I had to get myself to Tehran's House of Artists last Monday night, despite the fact that Tehran's normally bad traffic jam was even more terrible and moved even slower due to a sudden snow fall since earlier that morning. The ceremony was to start at 7:00 pm. it was to celebrate Sadegh Hedayat's Centenary in Tehran on his birthday.
The Artists' House which was formerly an army barracks in the middle of Tehran's Iranshahr Ave., has now been turned into a lovely place with a lovely garden around it. There are wonderful art works, mainly sculptures by Iranian artists, displayed in many windows inside the building. There is an art gallery where they have very good shows, mainly paintings. There are two shops where you can buy nice books and other interesting objects and in one of them there is an internet café' with very nice and polite staff. One of the main attractions of the House is its lovely café where you may be served nice cold/warm simple meals or drinks. By the way it is one of the only places in Tehran where one can find Vegetarian food cooked and severed by a Yogi group, who seem to enjoy what they do, everyday. Should you go for the Chef's Special you will be delighted, since they will bring you a lovely tray of several different little dishes, usually seven plus a fruit drink and lovely tea and sweets afterwards. what I must mention is the fact that the café has one of the most beautiful, pleasant and cozy first floor balcony's that I have ever been to anywhere. There is a lovely garden with beautiful trees in front of it, and unless it is too hot, there is no other place in Tehran that you would want to have your tea/coffee. It is a wonderful place to meet friends and colleagues. We have done that quite a few times. It is simple, and it gives you a lovely magical feeling. It must be all those lovely old bricks!

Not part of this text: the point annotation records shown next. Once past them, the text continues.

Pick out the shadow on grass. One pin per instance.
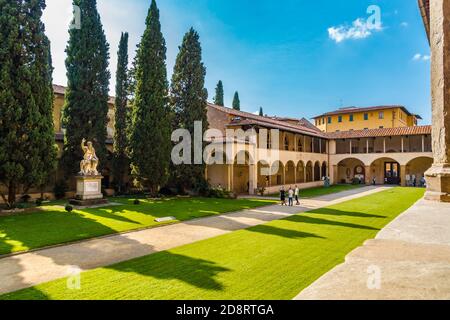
(285, 233)
(305, 219)
(170, 266)
(334, 212)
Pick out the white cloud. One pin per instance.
(359, 29)
(420, 57)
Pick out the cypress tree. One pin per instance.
(120, 160)
(150, 142)
(189, 104)
(87, 94)
(27, 140)
(218, 99)
(236, 102)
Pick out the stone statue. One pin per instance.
(89, 164)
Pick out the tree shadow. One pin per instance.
(306, 219)
(285, 233)
(110, 213)
(167, 266)
(334, 212)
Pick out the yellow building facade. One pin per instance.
(353, 118)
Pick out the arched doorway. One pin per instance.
(415, 171)
(277, 178)
(241, 173)
(386, 171)
(317, 170)
(309, 172)
(324, 169)
(290, 172)
(300, 172)
(351, 170)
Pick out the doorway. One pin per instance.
(392, 173)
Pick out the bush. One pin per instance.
(60, 189)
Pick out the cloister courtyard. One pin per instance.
(161, 190)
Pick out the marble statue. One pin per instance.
(89, 164)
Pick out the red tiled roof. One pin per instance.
(252, 119)
(57, 89)
(386, 132)
(363, 109)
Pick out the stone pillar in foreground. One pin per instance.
(438, 177)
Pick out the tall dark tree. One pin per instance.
(236, 101)
(218, 98)
(150, 142)
(86, 105)
(120, 160)
(27, 141)
(189, 103)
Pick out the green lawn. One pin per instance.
(271, 261)
(54, 225)
(322, 191)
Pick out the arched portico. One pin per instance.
(300, 172)
(309, 171)
(350, 169)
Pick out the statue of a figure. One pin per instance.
(88, 166)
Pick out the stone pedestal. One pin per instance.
(89, 191)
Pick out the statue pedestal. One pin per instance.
(89, 191)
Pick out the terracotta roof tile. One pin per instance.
(252, 119)
(386, 132)
(363, 109)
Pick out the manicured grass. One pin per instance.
(272, 261)
(54, 225)
(322, 191)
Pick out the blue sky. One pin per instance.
(280, 55)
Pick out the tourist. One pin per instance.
(297, 194)
(283, 196)
(291, 197)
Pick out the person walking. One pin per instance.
(283, 196)
(291, 197)
(297, 195)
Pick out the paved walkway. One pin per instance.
(409, 259)
(32, 268)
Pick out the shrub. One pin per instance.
(60, 189)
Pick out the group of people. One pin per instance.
(291, 195)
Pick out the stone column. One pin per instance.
(438, 177)
(253, 179)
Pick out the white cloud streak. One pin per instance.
(359, 29)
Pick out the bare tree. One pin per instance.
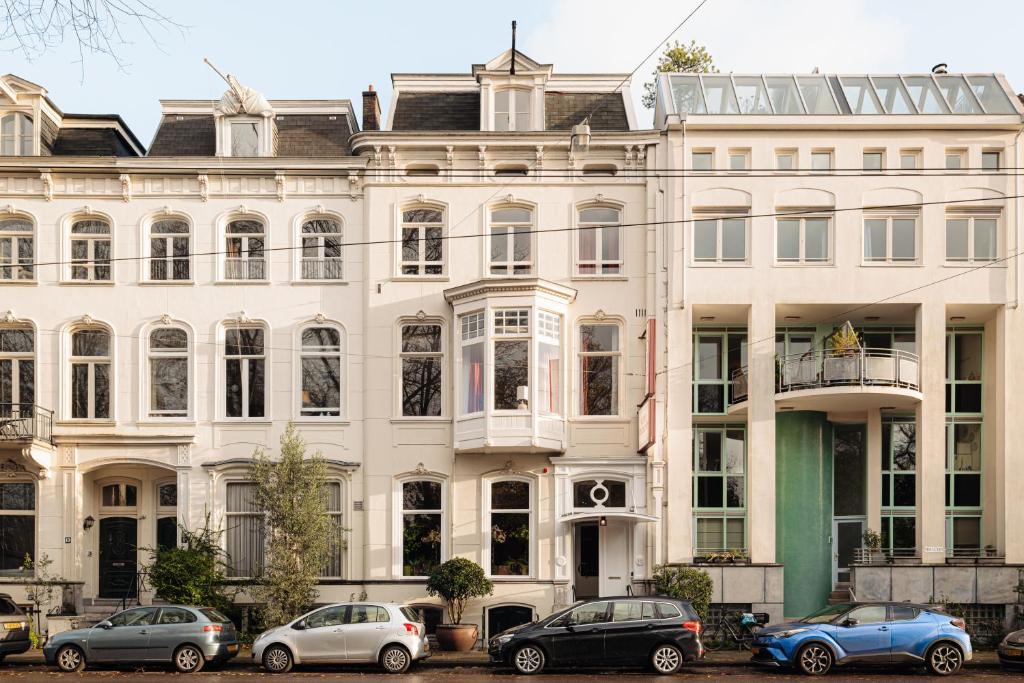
(33, 28)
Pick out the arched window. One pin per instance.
(16, 249)
(510, 527)
(170, 250)
(16, 132)
(167, 355)
(91, 374)
(422, 526)
(599, 241)
(321, 372)
(17, 371)
(322, 255)
(90, 250)
(244, 257)
(511, 241)
(245, 371)
(422, 241)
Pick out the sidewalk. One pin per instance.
(477, 658)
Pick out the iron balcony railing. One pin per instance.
(26, 422)
(823, 369)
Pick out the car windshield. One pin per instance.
(826, 614)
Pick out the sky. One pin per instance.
(333, 49)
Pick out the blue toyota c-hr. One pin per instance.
(880, 632)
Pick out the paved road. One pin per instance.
(33, 673)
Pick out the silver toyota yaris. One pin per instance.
(388, 634)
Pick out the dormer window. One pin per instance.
(16, 132)
(512, 110)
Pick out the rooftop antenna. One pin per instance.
(512, 68)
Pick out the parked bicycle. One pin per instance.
(736, 628)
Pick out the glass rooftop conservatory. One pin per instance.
(819, 94)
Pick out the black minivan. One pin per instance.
(654, 631)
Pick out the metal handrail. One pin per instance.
(23, 422)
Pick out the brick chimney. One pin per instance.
(371, 110)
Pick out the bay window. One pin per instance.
(320, 370)
(91, 374)
(509, 528)
(599, 248)
(511, 241)
(600, 356)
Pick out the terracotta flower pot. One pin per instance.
(456, 637)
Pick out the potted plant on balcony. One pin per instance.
(457, 582)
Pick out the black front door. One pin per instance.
(118, 557)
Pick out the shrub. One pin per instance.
(687, 584)
(457, 581)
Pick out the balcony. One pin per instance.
(843, 381)
(26, 423)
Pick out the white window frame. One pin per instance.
(516, 94)
(18, 137)
(147, 239)
(398, 505)
(485, 529)
(330, 268)
(718, 217)
(89, 263)
(151, 354)
(91, 361)
(13, 267)
(802, 258)
(16, 358)
(889, 218)
(620, 325)
(510, 264)
(599, 263)
(316, 352)
(421, 263)
(970, 217)
(222, 372)
(439, 355)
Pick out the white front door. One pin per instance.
(615, 557)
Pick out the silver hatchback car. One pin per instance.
(388, 634)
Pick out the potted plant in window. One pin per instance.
(457, 582)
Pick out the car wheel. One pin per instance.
(814, 659)
(667, 659)
(944, 659)
(278, 659)
(395, 659)
(188, 659)
(70, 658)
(528, 659)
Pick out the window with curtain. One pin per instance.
(17, 525)
(599, 232)
(322, 242)
(245, 372)
(169, 250)
(422, 242)
(244, 531)
(599, 369)
(511, 241)
(510, 521)
(16, 250)
(472, 332)
(17, 371)
(91, 374)
(422, 524)
(244, 256)
(168, 360)
(321, 367)
(422, 370)
(90, 250)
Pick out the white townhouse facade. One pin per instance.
(568, 354)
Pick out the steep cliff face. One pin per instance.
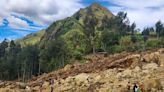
(75, 22)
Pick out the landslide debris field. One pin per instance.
(101, 73)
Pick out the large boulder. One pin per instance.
(152, 84)
(152, 58)
(150, 66)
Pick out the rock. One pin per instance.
(137, 69)
(81, 78)
(150, 84)
(21, 85)
(150, 66)
(152, 57)
(127, 73)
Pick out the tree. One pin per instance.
(3, 47)
(159, 28)
(146, 33)
(90, 26)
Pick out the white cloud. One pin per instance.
(1, 21)
(17, 23)
(143, 12)
(40, 11)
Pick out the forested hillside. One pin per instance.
(90, 30)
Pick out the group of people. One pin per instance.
(136, 87)
(51, 82)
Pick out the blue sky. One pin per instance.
(21, 17)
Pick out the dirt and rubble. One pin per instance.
(101, 73)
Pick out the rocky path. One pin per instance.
(103, 74)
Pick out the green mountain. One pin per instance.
(31, 39)
(75, 23)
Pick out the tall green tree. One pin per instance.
(158, 28)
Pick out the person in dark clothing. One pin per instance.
(135, 87)
(128, 86)
(52, 85)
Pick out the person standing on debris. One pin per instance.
(141, 87)
(41, 87)
(135, 87)
(52, 85)
(128, 86)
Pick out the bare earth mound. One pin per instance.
(102, 73)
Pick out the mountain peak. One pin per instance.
(97, 6)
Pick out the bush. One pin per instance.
(152, 43)
(115, 49)
(125, 41)
(77, 55)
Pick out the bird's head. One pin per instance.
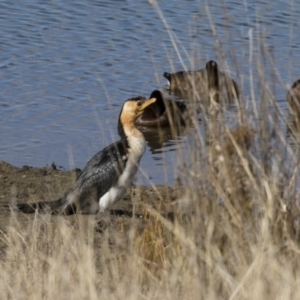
(131, 110)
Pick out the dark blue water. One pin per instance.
(66, 68)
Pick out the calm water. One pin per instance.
(65, 69)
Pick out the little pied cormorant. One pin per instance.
(108, 174)
(163, 113)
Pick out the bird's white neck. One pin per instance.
(135, 140)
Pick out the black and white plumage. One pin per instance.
(108, 174)
(163, 113)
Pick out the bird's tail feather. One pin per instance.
(57, 207)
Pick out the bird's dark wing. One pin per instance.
(103, 169)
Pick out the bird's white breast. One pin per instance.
(135, 152)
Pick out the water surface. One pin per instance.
(66, 68)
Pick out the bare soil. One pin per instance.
(28, 184)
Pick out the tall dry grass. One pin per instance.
(234, 233)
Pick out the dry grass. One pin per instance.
(235, 233)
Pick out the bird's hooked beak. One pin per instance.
(146, 104)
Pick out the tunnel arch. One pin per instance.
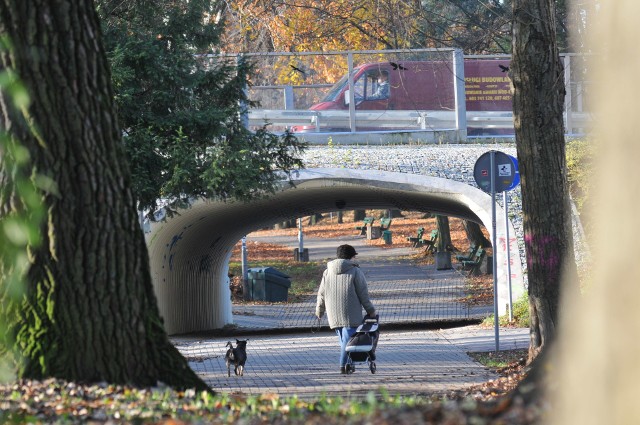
(189, 253)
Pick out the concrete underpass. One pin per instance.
(189, 253)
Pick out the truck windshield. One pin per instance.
(337, 88)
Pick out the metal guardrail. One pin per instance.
(328, 120)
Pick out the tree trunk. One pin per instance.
(475, 235)
(359, 215)
(538, 100)
(90, 313)
(443, 243)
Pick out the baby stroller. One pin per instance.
(361, 348)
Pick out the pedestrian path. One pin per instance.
(306, 364)
(402, 291)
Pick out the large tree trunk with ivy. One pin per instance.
(475, 235)
(89, 312)
(537, 75)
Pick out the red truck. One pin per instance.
(421, 86)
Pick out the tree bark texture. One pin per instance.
(443, 243)
(90, 313)
(537, 76)
(475, 235)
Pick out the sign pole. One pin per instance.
(245, 267)
(506, 232)
(300, 239)
(492, 172)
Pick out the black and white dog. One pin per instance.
(236, 356)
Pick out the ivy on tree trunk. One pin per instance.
(538, 101)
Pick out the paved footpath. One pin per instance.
(305, 364)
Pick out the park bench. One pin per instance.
(469, 255)
(368, 221)
(431, 242)
(474, 264)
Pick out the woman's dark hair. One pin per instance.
(346, 252)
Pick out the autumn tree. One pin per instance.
(89, 312)
(538, 101)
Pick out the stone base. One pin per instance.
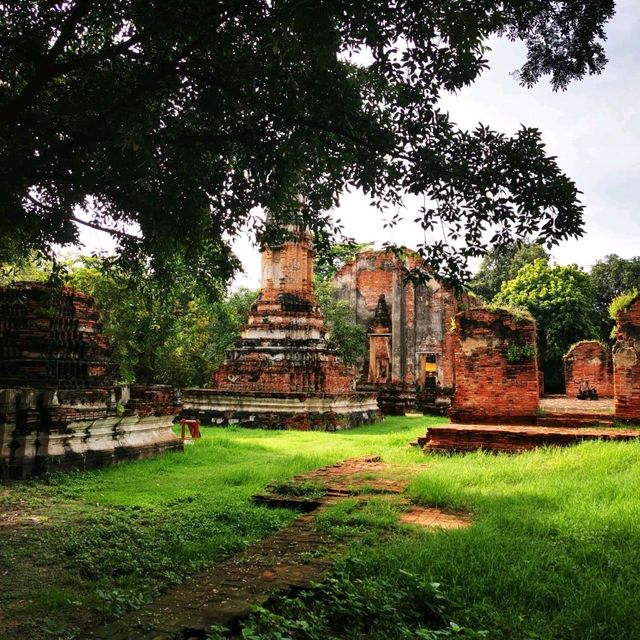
(45, 430)
(299, 411)
(503, 438)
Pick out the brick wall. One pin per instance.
(626, 364)
(589, 361)
(420, 314)
(496, 371)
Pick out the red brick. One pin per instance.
(490, 388)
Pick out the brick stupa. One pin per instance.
(60, 406)
(283, 373)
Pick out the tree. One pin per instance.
(561, 300)
(335, 257)
(177, 118)
(611, 277)
(502, 264)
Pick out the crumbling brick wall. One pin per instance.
(626, 364)
(59, 405)
(589, 361)
(496, 367)
(420, 313)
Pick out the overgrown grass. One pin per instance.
(101, 542)
(553, 552)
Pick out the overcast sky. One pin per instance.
(593, 128)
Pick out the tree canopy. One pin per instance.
(502, 264)
(560, 298)
(177, 118)
(611, 277)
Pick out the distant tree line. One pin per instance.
(568, 303)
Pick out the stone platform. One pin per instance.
(513, 438)
(293, 410)
(60, 406)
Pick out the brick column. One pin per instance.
(626, 364)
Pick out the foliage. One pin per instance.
(618, 304)
(348, 605)
(349, 338)
(173, 333)
(177, 118)
(501, 264)
(519, 353)
(611, 277)
(622, 303)
(560, 298)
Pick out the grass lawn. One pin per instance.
(553, 552)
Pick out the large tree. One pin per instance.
(179, 117)
(560, 298)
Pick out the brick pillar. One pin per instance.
(589, 361)
(626, 364)
(495, 366)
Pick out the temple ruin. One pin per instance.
(59, 405)
(496, 367)
(283, 373)
(626, 363)
(588, 362)
(410, 348)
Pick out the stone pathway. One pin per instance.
(293, 557)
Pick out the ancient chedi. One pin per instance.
(410, 354)
(283, 373)
(59, 405)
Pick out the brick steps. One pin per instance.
(468, 437)
(575, 420)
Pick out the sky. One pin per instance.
(593, 128)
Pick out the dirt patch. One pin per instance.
(291, 559)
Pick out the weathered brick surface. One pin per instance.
(282, 373)
(50, 337)
(626, 364)
(59, 407)
(492, 383)
(419, 315)
(462, 437)
(591, 362)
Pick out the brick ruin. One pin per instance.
(589, 361)
(626, 364)
(59, 405)
(410, 350)
(496, 367)
(282, 373)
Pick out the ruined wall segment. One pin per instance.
(626, 364)
(419, 341)
(589, 361)
(496, 367)
(59, 405)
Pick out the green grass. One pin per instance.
(553, 552)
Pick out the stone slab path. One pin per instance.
(293, 557)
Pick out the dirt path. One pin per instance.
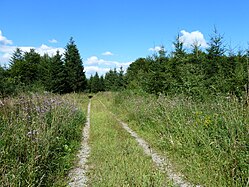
(162, 162)
(78, 174)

Back to the ceremony which was attended by many well known literary figures in Tehran. The ceremony actually started at 7:30 with a short speech by Hedayat's Cousin, who heads Hedayat's office in Tehran. He informed the audience that tonight's ceremony was one of the several ones being held this week across globe in honor of the great Iranian writer. He mentioned University of Texas, University of Portland, and Paris. He further informed us that the most important events of all for this centenary will be held in Oxford, England at the end of March.
The famous Iranian living writer, Mr. Mahmoud Doulat-Abbadi, was the first guest speaker. He referred to Sadegh Hedayat as "Our Teacher" and indicated that many studies will be done about him and his works.
Mr. Doulat-Abbadi told the audience that Hedayat loved Iran and hated the decadent corrupt system that he witnessed during his life. Finally he said that Hedayat reached height of greatness in his book ' Bouff-Kour' (the Blind Owl).
Next we heard a poem that Masoud Farzad, Hedayat's friend, had written it in his honor, with his own voice (Mr. Farzad).
The next speaker was Mr. Amir Hassan Cheltan, one of our well known younger writers who has recently received very good reviews for one of his books. He started with a few lines from a letter that Hedayat had written to his father. He went on to give us a short narrative on Hedayat's life. I found the speech extremely informative, well researched, presented in a language that was easy to understand, and above all presented with a passion. Obviously a lot of work had gone into this speech as well as a lot of zeal and dedication to this great writer. Here and there he quoted lines from Hedayat's letters to friends and family which were truly moving. One of them that touched me so deeply was this:
"there is nothing else that I can do except to write, although people do not consider writing a career, they even think reading a book is a waste of time."
Hedayat was also quoted as saying that "everything is a dead end, yet there is no other that can be taken."
Then we saw an animation by Mr. Mohammad Solaimani-Nia based on Hedayat's book three drops of blood which reminded me a lot of Kafka.
Then Mr. J. Hedayat informed us about the activities which had been held in Iran during the year for Hedayat's centarney in Iran. At the end we saw a film based on Hedayat's work by a Mr. H.R. Vassaff which I thought was very good. Before the short film, Hedayat's Literary prize, which was conducted by Sokhan, was presented to the winners. However this was the least well staged part of the program, and Mr. Sepanlou, in order to break the ice, said on the microphone that Hedayat's black humor would find this mishaps rather interesting.
We all left after buying a book or a poster or other items which were offered at the special desk.
Hedayat is without any doubt one of the most important literary figures of Iran. I hope that his true place will be justly appreciated soon, and that in my view will be when Iranian students will study his books and his writing as part of their Persian literature education at schools.